Just to list a few situations I experienced here:
- The medical director of the eating disorder unit at that time (and also my psychiatrist on that unit), Dr. Jyoti Shah, told me during my session with her that I couldn’t have the eating disorder and symptoms I was reporting, because my labs were fine. I reported it to the patient advocate and nothing was done. For years after this, I truly believed I wasn’t “sick enough” to have an eating disorder because of her.
- This facility majorly broke HIPAA a few years ago. I had experienced long term trauma, but at this point in my life I was in my 20s. They took my recent ASD level 1 diagnosis as a reason I couldn’t “self report”, that I was incapable of doing so, despite me being told by the therapist there that they didn’t believe I had autism. I have no cognitive deficits or delays. They reported my situation to Adult Protective Services, but the part where they broke HIPAA was when they told my outpatient psychiatrist, without my consent. They then forced me to go into a room with a tech and call my outpatient therapist to tell her about the trauma, while the tech was sitting in the room with me, listening to confirm I told my therapist. They also forced me to tell my mom and threatened that I wouldn’t be able to discharge from the hospital until I told her. I was terrified. Since then, I have a very real fear of psych hospitals and a distrust in mental health providers that has caused long lasting damage.
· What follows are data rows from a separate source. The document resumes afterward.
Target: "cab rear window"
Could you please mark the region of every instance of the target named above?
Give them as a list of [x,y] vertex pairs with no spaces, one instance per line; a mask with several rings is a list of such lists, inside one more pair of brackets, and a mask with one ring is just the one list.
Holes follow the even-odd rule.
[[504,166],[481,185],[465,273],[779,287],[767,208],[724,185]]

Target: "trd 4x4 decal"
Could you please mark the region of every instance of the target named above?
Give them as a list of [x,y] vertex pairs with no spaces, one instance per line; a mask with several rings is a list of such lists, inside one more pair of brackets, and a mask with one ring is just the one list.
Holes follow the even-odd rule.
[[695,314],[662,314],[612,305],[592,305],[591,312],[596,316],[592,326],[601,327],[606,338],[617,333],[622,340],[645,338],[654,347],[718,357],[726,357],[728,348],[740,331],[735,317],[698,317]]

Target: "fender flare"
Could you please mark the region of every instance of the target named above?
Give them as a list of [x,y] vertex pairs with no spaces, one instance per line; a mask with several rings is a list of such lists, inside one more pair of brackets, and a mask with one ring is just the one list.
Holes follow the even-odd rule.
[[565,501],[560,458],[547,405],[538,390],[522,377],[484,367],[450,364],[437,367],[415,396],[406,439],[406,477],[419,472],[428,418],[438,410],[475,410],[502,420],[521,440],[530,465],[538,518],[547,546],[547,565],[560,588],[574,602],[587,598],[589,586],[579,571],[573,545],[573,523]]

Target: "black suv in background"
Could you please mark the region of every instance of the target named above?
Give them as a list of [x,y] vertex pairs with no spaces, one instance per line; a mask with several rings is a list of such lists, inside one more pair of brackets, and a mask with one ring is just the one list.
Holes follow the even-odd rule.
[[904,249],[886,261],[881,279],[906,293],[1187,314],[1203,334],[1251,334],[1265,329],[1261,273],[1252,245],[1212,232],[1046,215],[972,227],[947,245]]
- At one point I was refusing to eat while inpatient, due to depression and an eating disorder. Instead of trying to help support me, they decided to move me to the severe unit of the psych hospital, where they kept more violent patients or those in active psychosis. I was on the regular psych unit when a tech told me they were going to take me off unit, which wasn’t abnormal so I didn’t question it. They then walked me to the severe unit, without telling me they were going to put me in there. When we got the door of the unit, I told them no one had told me about this and I wanted to talk to my psychiatrist there, Dr. Susan Ahmari, before I would willingly go into the unit. They told me this was not an option and then they tranquilized me and had security guards drag me into the unit and into a room with only a bed on the floor, while I was having a panic attack and crying because I didn’t understand what was happening. I was non violent the entire time. I just wanted to talk to my doctor. I was forced to stay in that unit for multiple days. One of the nurses on that unit told me that he saw cases like me a lot. If a patient on the regular psych unit essentially needed to be “scared straight”, they would send low intensity patients like me to the severe unit, to get patients to do what they wanted, in my case that was eating. I was told by the staff on that unit that I shouldn’t be there, but I was held there anyways. I was absolutely terrified because there was a frequently physically violent male patient in this extremely small unit with me. My roommate had dementia and smeared her feces all over our bathroom. All because I wouldn’t eat.
These are just some examples, there were many more. I truly hope one day the doctors and Linden Oaks itself are held accountable for their actions.
Please do not take this as a reason to not get help. YOU DESERVE TO GET HELP 💜 All I recommend is going in and standing up for yourself if you need to.